The Centre for Evidence-Based Medicine develops, promotes and disseminates better evidence for healthcare.

September 21, 2018

**Looking for the truth about sample size in clinical trials.**

“The average power of a clinical trial is only 9%, according to a recent analysis.”

Richard Stevens, Course Director, M.Sc. in EBHC Medical Statistics

I always keep an eye out for papers by Paul Glasziou; this month, it led me to a remarkable paper by Herm Lamberink and colleagues, looking at sample size and statistical power (whether the sample size is big enough) in clinical trial from 1975 to 2014. The scope of this study is epic. The authors used resources from the Cochrane collaboration to study over 100,000 trials – aiming for every trial that has appeared in a Cochrane review, from the relevant time range.

The scale of the project is impressive, and an example of the kind of sweeping, comprehensive, meta-research that has become possible in an era of large databases and plentiful computing power. But what really caught my eye was the findings. The authors estimate that the average power of a clinical trial is only 9%.
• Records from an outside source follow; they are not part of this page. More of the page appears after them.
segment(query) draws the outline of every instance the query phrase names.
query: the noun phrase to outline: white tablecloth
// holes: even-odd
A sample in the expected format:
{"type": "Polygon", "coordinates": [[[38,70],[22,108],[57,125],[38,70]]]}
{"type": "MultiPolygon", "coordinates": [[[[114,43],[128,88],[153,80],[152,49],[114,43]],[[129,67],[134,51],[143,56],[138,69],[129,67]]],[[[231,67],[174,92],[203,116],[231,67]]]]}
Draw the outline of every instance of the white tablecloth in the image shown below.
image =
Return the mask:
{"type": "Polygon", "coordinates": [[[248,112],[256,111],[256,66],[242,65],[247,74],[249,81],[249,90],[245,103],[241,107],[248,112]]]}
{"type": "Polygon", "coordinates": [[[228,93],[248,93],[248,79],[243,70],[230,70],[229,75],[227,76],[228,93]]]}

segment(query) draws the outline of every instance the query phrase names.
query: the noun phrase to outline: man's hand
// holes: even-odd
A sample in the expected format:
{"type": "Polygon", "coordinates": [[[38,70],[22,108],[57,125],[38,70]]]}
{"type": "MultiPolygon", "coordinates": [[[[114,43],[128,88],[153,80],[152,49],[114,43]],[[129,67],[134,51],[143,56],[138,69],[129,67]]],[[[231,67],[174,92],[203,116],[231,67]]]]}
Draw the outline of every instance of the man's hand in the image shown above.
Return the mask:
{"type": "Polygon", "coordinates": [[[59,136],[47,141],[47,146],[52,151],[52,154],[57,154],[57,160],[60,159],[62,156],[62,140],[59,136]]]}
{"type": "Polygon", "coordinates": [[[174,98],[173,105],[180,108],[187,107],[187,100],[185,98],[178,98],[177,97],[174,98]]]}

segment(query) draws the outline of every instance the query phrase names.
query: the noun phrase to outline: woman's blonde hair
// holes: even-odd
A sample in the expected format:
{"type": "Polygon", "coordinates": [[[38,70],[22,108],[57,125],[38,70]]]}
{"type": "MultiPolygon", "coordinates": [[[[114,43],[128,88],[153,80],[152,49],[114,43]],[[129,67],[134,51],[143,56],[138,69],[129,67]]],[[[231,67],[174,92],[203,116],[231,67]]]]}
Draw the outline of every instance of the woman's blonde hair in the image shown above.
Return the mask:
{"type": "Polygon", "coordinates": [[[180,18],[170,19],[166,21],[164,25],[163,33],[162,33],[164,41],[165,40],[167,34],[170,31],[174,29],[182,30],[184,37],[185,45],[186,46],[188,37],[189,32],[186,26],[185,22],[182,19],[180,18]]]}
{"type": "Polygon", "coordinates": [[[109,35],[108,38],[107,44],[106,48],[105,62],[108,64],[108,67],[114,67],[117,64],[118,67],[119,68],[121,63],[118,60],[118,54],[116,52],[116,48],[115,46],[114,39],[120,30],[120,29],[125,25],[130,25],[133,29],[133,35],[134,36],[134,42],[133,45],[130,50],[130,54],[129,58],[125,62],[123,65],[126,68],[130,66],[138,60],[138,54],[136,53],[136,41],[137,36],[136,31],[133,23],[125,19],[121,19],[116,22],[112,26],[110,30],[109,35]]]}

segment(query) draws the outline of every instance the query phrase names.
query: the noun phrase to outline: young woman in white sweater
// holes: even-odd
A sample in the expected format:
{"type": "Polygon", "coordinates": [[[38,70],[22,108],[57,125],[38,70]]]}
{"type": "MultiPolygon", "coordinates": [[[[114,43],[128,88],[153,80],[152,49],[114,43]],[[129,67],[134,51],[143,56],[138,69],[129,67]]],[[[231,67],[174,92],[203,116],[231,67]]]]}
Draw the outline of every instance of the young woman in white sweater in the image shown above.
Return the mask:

When teaching statistics to clinicians on our M.Sc. courses, we describe statistical power as “the chance that a clinical study succeeds in finding an effect”, or more strictly, the chance that it finds an effect, if we are right about the effect. In the Study Design course we emphasize that we can only estimate power; and we can only estimate the power while making an assumption about the effect. So, for example, if we design an intervention study to have 85% power, when we unpack the jargon we mean that *if* we have correctly guessed the true effect of the intervention, *then* there is an 85% chance that the study will succeed in demonstrating it. That means that there is still a 15% chance that the study will “fail”, ending with an inconclusive result, even if we are right about the effect size.

The method of Lamberjink and colleagues was to wait until a systematic review has been conducted on each intervention. Then, taking the result of each systematic review to be the true effect size, they looked back at the individual trials in each review to ask, was their sample size big enough? Did the sample size, in that trial, give a high chance (power) that the study would succeed? (There are great pitfalls in carrying out a power calculation retrospectively, but this method is safe enough.)

When designing a study we usually aim for a power of 80%, 90% or even 95%. Of course we want the chance a study to succeed to be high, but the benefits of higher sample sizes have to be traded off against cost and practical considerations. If Lamberjink and colleagues are correct that the average power is only 9%, then most studies are doomed to “failure” – or at least, doomed to an inconclusive result. The estimate from their secondary analysis is 20% and I happen to think this is more relevant – see the paper for details – but still very low.

Should we be worried that so many trials have such low power? I’m not as worried as the authors, following a discussion with my colleagues in the statistics team here. Lamberjink et al. argue that ideally, every trial should be interpretable in isolation. Perhaps that’s the ideal but I don’t think it’s achievable. My colleagues from the trials unit point out that it’s perfectly reasonable that phase I and phase II clinical trials would have low power for many outcomes, but are still an essential step towards safely the definitive trial. Similarly, my own experience is that is often a good use of resources to conduct a pilot trial or a feasibility study, in a modest number of patients, before asking a funder to commit to the huge cost of a fully-powered trial. It is also possible that some studies will be well-powered for one clinical outcome, but not for another, which may be the outcome in the review. The authors allude to this briefly in the paper, but are not convinced. I think it is entirely possible that a study has been designed to have adequate power for some continuous outcome such as blood pressure, but not for a “clinical event” outcome such as heart attack or stroke. Of course, this example also illustrates that often the continuous outcomes are less directly relevant to patients than hard clinical events.)

Another summary of the data in the Lamberjink paper is that 12% of studies (one in eight; taken from row 2 of Table 1) have power above 80%. Perhaps, in the light of my colleagues comments about early phase studies, pilot studies and secondary endpoints, that isn’t so bad.

*Richard Stevens is director of the M.Sc. in EBHC Medical Statistics, Oxford’s part-time M.Sc. in statistics for people in full-time clinical practice.*

While there’s nothing wrong with a study with low power per session, it’s certainly apparent that there is an enormous disconnect between the measured power of trials and the frequency with which positive results are being reported. If we accept an environment where we accept trials with a 9% power and 95% confidence, we’re guaranteeing that a large portion of reported significant outcomes are in fact spurious. This is compounded by issues with the regulatory approval process at the FDA whereby drugs are coming to market based in interim and subgroup analysis of surrogate outcomes. Mathematically these trials may be sound, but in the context of our current systems it is extremely hazardous.